James studied medicine at Glasgow University, gaining his doctorate (MD) in 1853. In 1855 he was living at 143 Hope Street.

When his father died in 1857 he took over his father's hospital. In 1860 he moved the hospital to Rottenrow. From 1863 he also served as professor of midwifery at the Anderson College in Glasgow.

In 1863 he was elected a Fellow of the Royal Society of Edinburgh. His proposer was Dr James Miller.

In 1866 his hospital was renamed the Glasgow Maternity Hospital. At this time he was living at Clarence Place on Sauchiehall Street.

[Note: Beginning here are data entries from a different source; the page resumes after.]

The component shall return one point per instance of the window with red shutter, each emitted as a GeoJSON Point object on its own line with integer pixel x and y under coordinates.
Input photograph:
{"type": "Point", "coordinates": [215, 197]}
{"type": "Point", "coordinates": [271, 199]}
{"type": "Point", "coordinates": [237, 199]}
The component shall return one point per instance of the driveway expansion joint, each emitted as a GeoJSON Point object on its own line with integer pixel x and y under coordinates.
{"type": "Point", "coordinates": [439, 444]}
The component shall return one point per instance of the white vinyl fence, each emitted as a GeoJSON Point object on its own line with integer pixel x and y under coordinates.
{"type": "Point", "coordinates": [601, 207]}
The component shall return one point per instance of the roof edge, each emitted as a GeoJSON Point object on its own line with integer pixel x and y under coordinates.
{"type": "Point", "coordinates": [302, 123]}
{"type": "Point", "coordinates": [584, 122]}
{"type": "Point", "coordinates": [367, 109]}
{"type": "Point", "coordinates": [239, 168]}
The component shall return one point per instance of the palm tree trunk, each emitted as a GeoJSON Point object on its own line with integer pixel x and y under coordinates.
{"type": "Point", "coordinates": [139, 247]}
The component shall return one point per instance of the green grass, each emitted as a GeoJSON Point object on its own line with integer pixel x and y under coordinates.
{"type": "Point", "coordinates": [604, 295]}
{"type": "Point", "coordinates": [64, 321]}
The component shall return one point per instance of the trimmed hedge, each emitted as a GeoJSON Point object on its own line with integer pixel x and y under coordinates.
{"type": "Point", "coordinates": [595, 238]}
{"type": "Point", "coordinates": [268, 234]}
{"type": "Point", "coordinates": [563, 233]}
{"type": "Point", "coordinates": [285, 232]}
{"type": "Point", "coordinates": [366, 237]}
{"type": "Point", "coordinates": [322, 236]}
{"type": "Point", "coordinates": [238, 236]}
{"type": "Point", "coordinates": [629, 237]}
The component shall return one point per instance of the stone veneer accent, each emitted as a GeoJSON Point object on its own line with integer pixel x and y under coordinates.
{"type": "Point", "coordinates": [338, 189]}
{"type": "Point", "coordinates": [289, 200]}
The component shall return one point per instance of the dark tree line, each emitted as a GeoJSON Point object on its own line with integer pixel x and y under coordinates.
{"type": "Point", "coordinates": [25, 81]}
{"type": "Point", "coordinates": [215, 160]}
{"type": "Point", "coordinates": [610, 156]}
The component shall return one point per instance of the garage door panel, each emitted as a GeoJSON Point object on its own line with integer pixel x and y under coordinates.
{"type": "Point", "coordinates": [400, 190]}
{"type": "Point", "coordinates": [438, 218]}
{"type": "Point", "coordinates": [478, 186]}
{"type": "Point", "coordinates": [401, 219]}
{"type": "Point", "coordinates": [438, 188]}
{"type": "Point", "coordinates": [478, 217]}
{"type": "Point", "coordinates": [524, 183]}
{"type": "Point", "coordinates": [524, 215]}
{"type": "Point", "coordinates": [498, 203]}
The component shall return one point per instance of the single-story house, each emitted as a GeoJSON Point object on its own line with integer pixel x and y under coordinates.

He died at home 9 Woodside Crescent on 4 March 1881. Following his death the hospital relocated to a new building (still on Rottenrow and then generally called "The Rottenrow"). In 1914 it was renamed the Glasgow Royal Maternity and Women's Hospital. He is buried in the Glasgow Necropolis. The grave lies in one of the eastern lines on the upper plateau.